Weibel instability drives large magnetic field generation in laser-driven single plume ablation

TL;DR

This paper uses kinetic simulations to show that the ion Weibel instability causes significant magnetic field generation in laser-driven plasma plumes, impacting inertial confinement fusion experiments.

Contribution

It reveals that the ion Weibel instability dominates magnetic field growth in expanding plasmas, a novel insight into plasma behavior in fusion conditions.

Findings

Filamentary magnetic fields reach ~100 T at large focal radii.

The ion Weibel instability grows within 100 ps and produces density oscillations.
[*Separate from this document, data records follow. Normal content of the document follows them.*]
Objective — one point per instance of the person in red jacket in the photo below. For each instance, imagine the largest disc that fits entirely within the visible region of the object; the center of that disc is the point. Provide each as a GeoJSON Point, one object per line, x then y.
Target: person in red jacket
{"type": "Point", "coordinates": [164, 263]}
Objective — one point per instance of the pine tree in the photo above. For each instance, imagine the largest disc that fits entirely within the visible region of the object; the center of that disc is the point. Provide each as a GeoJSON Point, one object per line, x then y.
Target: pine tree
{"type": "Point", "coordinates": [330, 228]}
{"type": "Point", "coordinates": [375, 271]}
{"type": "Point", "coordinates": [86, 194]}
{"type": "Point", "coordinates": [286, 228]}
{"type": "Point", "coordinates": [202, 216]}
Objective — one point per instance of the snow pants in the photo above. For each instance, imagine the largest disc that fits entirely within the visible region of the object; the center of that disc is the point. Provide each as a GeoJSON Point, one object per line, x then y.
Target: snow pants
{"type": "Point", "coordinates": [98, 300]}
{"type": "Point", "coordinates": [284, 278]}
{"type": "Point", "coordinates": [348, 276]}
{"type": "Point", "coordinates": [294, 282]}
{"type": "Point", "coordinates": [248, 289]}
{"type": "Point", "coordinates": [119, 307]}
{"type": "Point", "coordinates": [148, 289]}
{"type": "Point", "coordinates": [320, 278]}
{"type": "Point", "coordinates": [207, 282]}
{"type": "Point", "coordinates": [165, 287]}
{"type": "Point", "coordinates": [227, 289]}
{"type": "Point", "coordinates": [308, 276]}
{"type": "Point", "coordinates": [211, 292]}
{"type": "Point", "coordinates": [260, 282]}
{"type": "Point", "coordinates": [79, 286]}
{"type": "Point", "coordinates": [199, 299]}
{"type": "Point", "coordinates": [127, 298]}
Magnetic and density perturbations can influence heat transport and laser absorption.

Abstract

First-principles kinetic simulations are used to investigate magnetic field generation processes in expanding ablated plasmas relevant to laser-driven foils and hohlraums. In addition to Biermann-battery-generated magnetic fields, strong filamentary magnetic filaments are found to grow in the corona of single expanding plasma plumes; such filaments are observed to dominate Biermann fields at sufficiently large focal radius, reaching saturation values of $\sim$ 100 T at National Ignition Facility-like drive conditions. The filamentary fields result from the ion Weibel instability driven by relative counterstreaming between the ablated ions and a sparse background population, which could be the result of a gas prefill in a hohlraum or laser pre-pulse. The ion-Weibel instability is robust with the inclusion of collisions and grows on a timescale of 100 ps, with a wavelength on the scale of 100-250 $\mu$m, over a wide range of background population densities; the instability also gives rise to coherent density oscillations. These results are of particular interest to inertial confinement fusion experiments, where such field and density perturbations can modify heat-transport as well as laser propagation and absorption.